ブダペストに到着したのは早朝。まず無線がつながる店を探そうと外に出たら、目の前にいきなり「SEX SHOP」の看板。そして、向かいの通りに入ってみると至る所が工事中。道にはゴミが散乱していて、お世辞にもきれいとは言えない。僕はプラハとの違いに面食らってしまった。更に驚いたのはハンガリー人の顔。他の東欧の国の人々と顔の作りが全然違っていた。西欧系7割、アジア系3割でミックスした感じだろうか。ところ変われば顔変わる。
マクドナルドの無線を使って日本の友達に近況報告を済ませて、ホテルへ移動することに。が、地下鉄がまさかの工事中で、代わりにバスで行くことになってしまった。ホテルの最寄りのバス停には5分ほどで到着。ここからは徒歩ですぐのはずなのだが、迷いに迷ってホテル界隈を何周もする羽目になってしまった。ハンガリーの小さなホテルは、大きな建物の一角を間借りするような作りになっていて、外に看板が出ていない。
くたくたになってホテルに着いたら、荷物を預けてすぐさま旅立った。何故なら時間が早いのでそもそもチェックインができない。大抵、部屋が空いていれば入れてくれるのだが、今回はすっぱり断られてしまった。

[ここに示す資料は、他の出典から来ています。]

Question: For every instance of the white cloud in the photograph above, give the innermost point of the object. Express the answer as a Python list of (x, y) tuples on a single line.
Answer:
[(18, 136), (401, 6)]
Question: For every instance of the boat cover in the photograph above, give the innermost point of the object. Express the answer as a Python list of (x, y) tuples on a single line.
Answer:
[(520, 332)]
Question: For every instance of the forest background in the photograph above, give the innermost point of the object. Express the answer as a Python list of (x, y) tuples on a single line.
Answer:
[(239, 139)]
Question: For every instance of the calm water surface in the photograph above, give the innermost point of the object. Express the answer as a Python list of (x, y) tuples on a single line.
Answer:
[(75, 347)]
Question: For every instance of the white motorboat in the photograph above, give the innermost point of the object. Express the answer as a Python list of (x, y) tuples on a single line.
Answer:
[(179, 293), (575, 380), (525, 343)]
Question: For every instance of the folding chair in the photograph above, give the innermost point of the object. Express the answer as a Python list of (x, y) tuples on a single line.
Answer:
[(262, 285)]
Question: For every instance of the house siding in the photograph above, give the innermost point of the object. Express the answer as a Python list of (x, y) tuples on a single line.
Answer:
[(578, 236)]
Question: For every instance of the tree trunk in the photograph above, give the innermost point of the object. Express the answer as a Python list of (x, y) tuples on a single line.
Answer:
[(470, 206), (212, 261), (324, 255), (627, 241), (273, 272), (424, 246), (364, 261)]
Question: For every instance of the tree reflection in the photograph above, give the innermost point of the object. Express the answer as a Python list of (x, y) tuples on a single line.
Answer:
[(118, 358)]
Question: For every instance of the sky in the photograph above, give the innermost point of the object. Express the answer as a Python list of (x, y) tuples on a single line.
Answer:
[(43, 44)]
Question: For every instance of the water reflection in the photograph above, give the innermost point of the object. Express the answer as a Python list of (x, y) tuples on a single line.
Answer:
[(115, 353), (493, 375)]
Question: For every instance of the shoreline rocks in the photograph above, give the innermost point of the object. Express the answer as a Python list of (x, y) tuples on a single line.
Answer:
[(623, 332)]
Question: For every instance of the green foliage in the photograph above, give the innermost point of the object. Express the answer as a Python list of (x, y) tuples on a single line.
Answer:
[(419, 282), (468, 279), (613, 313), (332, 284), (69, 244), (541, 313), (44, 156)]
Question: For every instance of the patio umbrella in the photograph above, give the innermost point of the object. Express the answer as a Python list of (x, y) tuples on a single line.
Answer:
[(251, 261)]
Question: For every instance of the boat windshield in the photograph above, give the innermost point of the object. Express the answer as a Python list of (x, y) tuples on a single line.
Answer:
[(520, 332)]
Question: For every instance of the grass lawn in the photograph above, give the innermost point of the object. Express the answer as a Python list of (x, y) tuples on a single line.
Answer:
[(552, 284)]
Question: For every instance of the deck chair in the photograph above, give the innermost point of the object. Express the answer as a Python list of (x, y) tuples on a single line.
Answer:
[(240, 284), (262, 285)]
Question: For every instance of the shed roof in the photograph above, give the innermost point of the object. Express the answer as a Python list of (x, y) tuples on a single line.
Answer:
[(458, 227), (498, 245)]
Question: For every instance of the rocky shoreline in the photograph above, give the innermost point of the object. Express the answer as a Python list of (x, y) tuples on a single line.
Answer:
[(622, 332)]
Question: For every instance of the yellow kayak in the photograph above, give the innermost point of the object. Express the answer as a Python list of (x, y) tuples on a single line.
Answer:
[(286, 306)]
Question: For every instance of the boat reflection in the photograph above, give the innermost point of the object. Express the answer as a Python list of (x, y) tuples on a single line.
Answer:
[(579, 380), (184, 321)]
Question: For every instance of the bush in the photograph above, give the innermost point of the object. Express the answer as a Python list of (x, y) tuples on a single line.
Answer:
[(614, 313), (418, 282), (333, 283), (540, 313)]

僕は気を取り直して、少し早めの昼食を食べることにした。場所はドナウ川近くの観光客向けのハンガリー料理屋。メニューはグヤージュという名物スープと、なんとも言えないカレー風の料理。東欧の料理は残念ながら冴えない。
ドナウ川にはセーチェーニ鎖橋という橋が架かっている。そして、この橋を渡って川の向こう側に行くと王宮の丘と呼ばれる観光地に着く。途中、行き方を確認するために地図を広げて立ち止まったら、「Can I help you?」と女性の声が聞こえた。驚いて声を方を向くと、口にピアスをあけたショートカットのきれいなお姉さん。突然の出来事に動揺しながら、僕は王宮の丘について質問した。ついでにハンガリーで有名らしい温泉についても聞いてみた。彼女は僕の質問に淡々と答えて、何事もなかったかのように颯爽と去っていった。逆ナンパかと思ったことを心より恥じる。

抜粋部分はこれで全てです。